HIST 4501A: Rethinking Victorian Culture
Fall 2024

Instructor: Professor Pamela J. Walker

newspaper clipping of cartoon called New Woman

Introduction 

Victorians are often derided as repressed, conservative and staid, ruled by Victoria, their dour Queen.  But a closer examination shows that Victorian culture was far more audacious, complicated, and contested. Author Mona Caird published an article in the Westminster Review where she declared marriage a “vexatious failure”.  Her article received over 27,000 responses from men and women across Britain and the empire who wondered if marriage had a future. Victorians created an array of new religious institutions.  Pacifist, communal settlement houses offered radical religious communities. The Salvation Army was the first Christian denomination to proclaim women’s “right to preach” and the Theosophists found a Divine Feminine allied with their views on anti-colonialism. Women campaigned for access to birth control, an end to the state regulation of prostitution, and most importantly, the right to vote. New scientific theories challenged ideas about the origins of humanity and divine creation. Social scientists pioneered surveys and investigations that changed ideas about social class, poverty, and urban landscapes. Exploring how Victorians engaged with new ideas and social practices will transform our understanding of this era and enrich our understanding of historical change.

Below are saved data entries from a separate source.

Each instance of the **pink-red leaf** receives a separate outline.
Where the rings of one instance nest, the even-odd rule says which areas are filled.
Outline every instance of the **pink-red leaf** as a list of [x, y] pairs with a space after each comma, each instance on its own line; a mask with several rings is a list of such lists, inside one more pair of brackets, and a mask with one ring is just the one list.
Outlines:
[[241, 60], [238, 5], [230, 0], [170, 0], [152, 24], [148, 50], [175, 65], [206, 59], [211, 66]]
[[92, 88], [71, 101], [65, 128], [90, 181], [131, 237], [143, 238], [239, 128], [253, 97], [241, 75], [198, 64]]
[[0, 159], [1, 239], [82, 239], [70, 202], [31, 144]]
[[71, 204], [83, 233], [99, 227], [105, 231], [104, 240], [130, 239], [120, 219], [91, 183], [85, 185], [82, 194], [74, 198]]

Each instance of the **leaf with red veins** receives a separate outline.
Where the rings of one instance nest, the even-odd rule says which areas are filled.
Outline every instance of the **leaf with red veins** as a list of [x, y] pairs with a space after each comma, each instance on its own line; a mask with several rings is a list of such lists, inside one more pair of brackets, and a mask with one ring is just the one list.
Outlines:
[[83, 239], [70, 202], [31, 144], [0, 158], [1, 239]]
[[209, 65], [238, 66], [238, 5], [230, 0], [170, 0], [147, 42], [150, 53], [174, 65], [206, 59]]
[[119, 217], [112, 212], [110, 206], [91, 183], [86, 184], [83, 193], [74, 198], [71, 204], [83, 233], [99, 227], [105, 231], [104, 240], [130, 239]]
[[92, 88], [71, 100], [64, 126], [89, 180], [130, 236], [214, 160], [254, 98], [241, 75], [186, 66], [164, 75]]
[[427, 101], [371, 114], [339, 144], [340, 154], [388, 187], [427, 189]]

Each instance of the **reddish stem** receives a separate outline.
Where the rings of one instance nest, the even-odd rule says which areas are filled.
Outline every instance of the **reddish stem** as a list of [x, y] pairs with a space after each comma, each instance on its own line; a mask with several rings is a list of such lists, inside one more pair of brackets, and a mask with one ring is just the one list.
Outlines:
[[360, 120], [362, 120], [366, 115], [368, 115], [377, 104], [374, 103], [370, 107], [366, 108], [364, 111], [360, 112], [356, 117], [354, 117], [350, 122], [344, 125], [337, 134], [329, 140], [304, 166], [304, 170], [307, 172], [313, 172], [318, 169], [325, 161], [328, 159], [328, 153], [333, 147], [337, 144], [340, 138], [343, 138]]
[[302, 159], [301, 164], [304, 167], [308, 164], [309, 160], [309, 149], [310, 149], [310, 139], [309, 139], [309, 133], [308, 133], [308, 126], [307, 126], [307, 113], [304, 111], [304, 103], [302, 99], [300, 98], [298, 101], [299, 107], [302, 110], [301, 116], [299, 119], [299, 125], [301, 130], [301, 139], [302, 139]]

blank and white photo of girls and women in an alley

Class Format

The class meets weekly in person. Before each meeting you will read books and academic articles, complete short written assignments, conduct research using on-line resources, and consider what historical questions the class can discuss. In class meetings will include discussions of the assigned reading, research questions and class presentations.

Aims and Goals 

This course will allow you to work with major problems in modern British history and become familiar with important historiography in the field. It will develop your capacity to conduct historical research, to work with different kinds of historical sources and strengthen your skills in finding and using such sources. You will research and write a substantial research essay related to the themes of this course. This will develop your ability to write persuasively, to respond to historiographical debate, to write clear, concise prose, and to confidently write both shorter and longer essays. Our in-class discussions will sharpen your verbal fluency and your ability to respond thoughtfully to other points of view, both of your fellow students and the historians whose work we will read. 

Assessment 

Students will complete several smaller written assignments, participate in discussions and debates, formulate a research project and submit a research plan, and complete an original research project that will result in a research essay.

black and white photo of standing women titled Strike Committee of the Matchmakers Union

Texts

The assigned reading has not yet been finalized but it will include books, articles, and primary sources that are central to the history of modern Britain.